Exact tool outputs are the biggest casualty. When the agent reads a file, the full file content is in the conversation history. After compaction, only a summary of what was read remains. If the agent needs to refer to that file's exact contents later, it needs to read it again.
Conversational nuance gets flattened. The back-and-forth of "Actually, could you try it this way instead?" and "Oh wait, I meant the other file" compresses to something like "Revised approach to use X instead of Y." The reasoning path is lost; only the conclusion survives.

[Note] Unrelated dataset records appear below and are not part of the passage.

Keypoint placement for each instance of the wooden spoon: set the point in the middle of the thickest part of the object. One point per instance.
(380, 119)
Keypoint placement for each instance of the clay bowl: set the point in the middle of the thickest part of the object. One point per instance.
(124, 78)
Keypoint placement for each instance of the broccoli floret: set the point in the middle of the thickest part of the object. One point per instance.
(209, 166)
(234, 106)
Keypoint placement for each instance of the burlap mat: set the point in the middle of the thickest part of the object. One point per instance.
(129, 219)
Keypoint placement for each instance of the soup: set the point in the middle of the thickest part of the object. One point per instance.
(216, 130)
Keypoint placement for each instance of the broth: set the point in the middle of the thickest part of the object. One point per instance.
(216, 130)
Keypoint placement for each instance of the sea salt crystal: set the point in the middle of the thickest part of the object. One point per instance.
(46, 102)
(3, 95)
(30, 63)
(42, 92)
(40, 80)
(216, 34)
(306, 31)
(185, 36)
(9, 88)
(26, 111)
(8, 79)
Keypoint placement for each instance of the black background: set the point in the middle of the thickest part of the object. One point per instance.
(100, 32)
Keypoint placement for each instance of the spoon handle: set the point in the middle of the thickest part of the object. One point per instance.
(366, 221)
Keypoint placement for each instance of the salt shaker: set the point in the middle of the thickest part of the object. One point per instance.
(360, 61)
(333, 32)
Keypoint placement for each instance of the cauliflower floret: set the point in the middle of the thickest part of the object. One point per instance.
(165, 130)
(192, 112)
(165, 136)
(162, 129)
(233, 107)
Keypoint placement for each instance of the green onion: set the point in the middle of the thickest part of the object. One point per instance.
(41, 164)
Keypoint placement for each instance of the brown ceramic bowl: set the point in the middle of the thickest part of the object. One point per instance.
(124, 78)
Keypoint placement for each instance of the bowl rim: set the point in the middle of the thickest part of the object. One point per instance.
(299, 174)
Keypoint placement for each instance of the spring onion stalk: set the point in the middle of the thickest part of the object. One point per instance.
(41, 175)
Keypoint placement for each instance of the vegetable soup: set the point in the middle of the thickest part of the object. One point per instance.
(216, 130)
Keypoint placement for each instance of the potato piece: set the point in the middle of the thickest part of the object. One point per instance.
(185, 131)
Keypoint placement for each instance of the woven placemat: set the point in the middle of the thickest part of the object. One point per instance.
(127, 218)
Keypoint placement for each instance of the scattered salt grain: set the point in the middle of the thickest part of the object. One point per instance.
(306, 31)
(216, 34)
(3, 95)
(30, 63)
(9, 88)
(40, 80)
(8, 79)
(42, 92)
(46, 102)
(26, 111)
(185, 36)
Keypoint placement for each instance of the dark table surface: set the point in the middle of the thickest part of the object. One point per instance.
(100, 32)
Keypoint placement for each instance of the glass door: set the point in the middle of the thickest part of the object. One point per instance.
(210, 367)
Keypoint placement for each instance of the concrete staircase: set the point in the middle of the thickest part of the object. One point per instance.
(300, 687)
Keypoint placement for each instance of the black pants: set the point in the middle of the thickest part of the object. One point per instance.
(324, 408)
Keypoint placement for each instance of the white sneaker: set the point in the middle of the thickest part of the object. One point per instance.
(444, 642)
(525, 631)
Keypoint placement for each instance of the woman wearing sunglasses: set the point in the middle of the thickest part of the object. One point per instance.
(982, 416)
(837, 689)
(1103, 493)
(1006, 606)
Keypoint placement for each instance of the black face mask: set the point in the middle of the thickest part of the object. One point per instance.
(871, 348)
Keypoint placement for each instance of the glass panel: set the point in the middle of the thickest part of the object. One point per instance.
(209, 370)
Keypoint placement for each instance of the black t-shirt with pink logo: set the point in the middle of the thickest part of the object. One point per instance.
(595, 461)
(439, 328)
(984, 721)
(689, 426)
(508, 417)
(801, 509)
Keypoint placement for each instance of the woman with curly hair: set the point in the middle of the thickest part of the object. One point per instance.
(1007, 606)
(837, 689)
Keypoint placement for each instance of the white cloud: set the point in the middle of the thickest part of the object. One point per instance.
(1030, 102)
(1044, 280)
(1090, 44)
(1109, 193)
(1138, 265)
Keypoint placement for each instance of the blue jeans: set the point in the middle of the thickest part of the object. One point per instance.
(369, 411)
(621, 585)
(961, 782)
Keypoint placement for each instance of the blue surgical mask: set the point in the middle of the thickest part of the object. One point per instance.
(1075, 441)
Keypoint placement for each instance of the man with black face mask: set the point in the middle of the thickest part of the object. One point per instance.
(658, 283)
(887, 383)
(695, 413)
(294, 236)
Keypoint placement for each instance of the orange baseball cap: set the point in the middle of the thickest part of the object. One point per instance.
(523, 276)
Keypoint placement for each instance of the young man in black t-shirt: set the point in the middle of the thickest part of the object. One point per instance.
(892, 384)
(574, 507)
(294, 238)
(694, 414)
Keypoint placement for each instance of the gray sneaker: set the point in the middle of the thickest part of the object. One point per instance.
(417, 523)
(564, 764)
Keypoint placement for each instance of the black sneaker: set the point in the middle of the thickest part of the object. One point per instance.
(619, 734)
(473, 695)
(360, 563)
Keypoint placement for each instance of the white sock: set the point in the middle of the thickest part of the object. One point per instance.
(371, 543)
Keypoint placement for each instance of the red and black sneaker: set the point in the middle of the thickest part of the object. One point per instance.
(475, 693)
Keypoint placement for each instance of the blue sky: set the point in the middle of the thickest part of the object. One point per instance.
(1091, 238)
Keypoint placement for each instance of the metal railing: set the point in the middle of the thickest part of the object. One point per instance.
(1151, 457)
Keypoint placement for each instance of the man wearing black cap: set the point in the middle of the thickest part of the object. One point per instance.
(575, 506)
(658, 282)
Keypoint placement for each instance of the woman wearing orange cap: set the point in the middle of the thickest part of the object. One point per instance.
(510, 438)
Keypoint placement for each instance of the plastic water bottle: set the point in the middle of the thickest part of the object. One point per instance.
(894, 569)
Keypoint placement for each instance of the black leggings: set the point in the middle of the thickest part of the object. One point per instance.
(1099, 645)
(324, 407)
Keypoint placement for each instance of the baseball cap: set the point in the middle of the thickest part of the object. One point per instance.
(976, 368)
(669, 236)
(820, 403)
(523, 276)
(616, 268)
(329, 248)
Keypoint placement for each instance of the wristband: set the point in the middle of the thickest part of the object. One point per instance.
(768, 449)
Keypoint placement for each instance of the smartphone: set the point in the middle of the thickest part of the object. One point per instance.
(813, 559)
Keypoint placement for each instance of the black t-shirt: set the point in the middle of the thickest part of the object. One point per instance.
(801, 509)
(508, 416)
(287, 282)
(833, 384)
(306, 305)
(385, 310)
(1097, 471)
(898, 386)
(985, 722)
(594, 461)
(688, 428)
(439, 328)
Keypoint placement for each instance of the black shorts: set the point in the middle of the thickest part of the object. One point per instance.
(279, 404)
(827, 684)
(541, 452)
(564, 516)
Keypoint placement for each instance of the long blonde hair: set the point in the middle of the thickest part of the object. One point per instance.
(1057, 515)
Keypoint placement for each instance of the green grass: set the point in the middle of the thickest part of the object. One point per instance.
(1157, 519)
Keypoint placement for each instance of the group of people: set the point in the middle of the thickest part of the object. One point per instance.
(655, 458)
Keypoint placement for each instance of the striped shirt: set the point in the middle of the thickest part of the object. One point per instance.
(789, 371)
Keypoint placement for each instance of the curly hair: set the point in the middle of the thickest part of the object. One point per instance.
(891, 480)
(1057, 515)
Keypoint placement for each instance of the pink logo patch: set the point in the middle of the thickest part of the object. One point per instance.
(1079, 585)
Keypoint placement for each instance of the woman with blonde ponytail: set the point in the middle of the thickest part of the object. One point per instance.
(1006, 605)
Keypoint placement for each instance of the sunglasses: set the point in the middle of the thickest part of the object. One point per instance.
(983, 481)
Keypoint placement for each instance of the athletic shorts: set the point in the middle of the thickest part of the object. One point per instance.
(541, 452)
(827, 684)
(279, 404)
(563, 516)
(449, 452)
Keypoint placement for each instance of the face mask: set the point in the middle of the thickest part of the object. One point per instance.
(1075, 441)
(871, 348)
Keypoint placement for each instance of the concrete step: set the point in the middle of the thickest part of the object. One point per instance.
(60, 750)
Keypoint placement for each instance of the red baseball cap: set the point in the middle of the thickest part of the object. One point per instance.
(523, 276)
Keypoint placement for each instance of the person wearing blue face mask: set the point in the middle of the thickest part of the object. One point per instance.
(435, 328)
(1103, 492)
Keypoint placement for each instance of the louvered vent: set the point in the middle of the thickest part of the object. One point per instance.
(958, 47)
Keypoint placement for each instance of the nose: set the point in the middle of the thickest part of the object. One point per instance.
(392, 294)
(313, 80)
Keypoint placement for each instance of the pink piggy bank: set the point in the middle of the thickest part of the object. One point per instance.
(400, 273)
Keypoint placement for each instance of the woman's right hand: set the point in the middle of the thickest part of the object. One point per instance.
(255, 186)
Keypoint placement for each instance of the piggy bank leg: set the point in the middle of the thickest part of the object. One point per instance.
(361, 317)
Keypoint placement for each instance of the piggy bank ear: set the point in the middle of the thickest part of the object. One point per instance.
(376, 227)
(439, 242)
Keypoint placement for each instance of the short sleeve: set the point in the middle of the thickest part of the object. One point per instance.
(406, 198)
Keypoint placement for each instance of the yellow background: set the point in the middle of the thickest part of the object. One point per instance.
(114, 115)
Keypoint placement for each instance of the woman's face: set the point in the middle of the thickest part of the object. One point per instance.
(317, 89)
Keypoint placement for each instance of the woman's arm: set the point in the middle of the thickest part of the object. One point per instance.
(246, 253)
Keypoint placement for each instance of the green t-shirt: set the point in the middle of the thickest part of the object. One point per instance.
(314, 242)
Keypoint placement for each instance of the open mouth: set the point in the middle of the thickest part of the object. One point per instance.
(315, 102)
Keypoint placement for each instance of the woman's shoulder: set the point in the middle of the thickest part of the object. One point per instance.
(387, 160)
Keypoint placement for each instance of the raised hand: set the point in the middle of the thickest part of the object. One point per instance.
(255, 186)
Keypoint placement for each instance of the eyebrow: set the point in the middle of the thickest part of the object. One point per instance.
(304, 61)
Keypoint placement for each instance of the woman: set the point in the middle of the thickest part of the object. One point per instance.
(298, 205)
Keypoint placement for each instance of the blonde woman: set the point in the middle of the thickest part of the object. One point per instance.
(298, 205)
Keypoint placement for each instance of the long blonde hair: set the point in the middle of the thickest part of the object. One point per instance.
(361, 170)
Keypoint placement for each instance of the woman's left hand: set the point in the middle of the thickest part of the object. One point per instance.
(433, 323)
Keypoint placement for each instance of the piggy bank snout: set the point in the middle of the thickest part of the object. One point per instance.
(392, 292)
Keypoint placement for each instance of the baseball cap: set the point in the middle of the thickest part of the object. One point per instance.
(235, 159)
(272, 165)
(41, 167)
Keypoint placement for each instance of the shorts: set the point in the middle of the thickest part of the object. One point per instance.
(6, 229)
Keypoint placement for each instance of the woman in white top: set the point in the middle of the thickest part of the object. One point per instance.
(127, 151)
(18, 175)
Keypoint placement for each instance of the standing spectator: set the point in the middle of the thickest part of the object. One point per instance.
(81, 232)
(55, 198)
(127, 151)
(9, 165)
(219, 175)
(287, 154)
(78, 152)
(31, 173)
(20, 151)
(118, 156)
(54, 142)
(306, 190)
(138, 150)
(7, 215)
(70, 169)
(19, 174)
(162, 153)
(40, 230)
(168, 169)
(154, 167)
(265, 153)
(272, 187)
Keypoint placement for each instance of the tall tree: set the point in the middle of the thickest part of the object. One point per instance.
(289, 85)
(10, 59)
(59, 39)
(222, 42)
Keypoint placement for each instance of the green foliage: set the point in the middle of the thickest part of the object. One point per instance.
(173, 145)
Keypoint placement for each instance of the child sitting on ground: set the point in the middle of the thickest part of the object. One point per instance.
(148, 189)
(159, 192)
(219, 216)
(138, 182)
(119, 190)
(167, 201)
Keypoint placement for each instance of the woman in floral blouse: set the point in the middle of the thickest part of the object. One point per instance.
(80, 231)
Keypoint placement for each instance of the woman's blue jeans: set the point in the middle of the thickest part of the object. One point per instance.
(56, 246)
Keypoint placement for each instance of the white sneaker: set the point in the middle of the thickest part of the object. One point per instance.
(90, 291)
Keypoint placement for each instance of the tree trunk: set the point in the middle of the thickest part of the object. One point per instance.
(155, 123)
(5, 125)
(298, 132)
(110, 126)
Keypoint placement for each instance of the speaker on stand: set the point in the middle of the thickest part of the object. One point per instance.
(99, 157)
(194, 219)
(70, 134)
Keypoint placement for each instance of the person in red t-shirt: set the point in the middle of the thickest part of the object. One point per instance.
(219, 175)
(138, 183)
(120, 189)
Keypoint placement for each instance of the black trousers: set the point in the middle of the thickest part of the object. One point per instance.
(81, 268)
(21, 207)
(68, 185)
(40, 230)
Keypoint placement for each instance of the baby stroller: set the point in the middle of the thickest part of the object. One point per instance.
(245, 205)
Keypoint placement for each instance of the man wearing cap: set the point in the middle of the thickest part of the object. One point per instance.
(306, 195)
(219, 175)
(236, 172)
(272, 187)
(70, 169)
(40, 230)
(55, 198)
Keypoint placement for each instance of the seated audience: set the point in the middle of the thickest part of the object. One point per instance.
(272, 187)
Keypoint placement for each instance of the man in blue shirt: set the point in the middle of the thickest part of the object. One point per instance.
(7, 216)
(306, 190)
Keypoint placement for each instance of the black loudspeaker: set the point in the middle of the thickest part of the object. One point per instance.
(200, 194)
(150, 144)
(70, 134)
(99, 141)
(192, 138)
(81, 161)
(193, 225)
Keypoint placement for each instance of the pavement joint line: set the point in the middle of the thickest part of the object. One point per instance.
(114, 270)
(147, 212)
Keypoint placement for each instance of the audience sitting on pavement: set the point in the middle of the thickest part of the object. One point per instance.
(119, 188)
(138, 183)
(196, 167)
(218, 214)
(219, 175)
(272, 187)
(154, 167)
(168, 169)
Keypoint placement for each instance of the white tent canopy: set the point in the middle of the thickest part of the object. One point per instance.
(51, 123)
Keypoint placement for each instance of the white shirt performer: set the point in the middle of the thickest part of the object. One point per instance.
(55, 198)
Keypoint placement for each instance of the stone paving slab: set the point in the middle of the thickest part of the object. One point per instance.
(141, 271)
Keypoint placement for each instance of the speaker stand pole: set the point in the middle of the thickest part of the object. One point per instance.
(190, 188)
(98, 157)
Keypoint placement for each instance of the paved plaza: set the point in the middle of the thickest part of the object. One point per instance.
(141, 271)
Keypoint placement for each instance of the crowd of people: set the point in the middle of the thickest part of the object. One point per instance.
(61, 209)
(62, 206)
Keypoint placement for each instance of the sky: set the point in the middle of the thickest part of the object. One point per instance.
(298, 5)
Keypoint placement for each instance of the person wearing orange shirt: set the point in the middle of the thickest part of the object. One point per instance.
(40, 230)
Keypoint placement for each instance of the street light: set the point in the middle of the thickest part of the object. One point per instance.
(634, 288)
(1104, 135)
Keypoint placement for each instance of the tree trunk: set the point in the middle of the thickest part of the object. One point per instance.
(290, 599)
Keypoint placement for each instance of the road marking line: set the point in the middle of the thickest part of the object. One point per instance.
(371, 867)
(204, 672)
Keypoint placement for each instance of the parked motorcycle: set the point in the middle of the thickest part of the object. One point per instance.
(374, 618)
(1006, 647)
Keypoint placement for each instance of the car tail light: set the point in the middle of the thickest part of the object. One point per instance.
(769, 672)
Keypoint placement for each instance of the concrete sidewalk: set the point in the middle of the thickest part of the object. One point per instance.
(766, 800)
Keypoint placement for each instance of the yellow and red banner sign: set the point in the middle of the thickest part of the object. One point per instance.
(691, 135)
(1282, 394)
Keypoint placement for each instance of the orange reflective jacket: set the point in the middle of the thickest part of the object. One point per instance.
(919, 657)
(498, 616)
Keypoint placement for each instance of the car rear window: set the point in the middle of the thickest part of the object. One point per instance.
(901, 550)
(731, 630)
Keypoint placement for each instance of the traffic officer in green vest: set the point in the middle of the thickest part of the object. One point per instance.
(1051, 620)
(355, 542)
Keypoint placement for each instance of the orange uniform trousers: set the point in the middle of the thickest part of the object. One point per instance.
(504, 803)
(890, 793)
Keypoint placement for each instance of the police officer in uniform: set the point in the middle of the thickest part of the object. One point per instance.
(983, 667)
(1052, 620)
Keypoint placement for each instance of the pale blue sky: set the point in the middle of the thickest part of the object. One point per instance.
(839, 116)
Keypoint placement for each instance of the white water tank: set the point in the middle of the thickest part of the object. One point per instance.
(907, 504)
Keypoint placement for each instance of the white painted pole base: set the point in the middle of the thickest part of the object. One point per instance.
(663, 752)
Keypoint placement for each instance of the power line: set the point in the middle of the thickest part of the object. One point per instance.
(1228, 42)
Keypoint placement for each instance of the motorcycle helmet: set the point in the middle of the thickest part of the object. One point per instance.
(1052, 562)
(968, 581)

Image content can't be summarized into text. Compaction notes how many images were present but can't describe them. If the conversation involved sharing screenshots for debugging, that visual context is gone after compaction.
These trade-offs are inherent to operating within context window limits. The system is designed to preserve actionable information — what was decided, what was done, what's still pending — at the cost of incidental details. For a long-running personal agent, this is usually the right trade-off.
Token Estimation
GSV doesn't use a real tokenizer for estimation. Running tiktoken or equivalent in a Cloudflare Worker is possible but adds dependency weight and execution time. Instead, the system uses a simple heuristic: characters / 4 * 1.2.
This is deliberately conservative. Real token counts vary by model and content (code tokenizes differently from prose, non-English text differs from English). The 1.2x safety margin means compaction triggers a bit earlier than strictly necessary, which is preferable to triggering too late and hitting a hard context overflow.
The most accurate signal comes from the LLM provider itself. After each call, the usage response includes actual input token counts. GSV caches this value and uses it as the primary compaction trigger on the next call. This means the first call after a reset uses the heuristic estimate, but subsequent calls use real data. In practice, the system quickly converges to accurate triggering.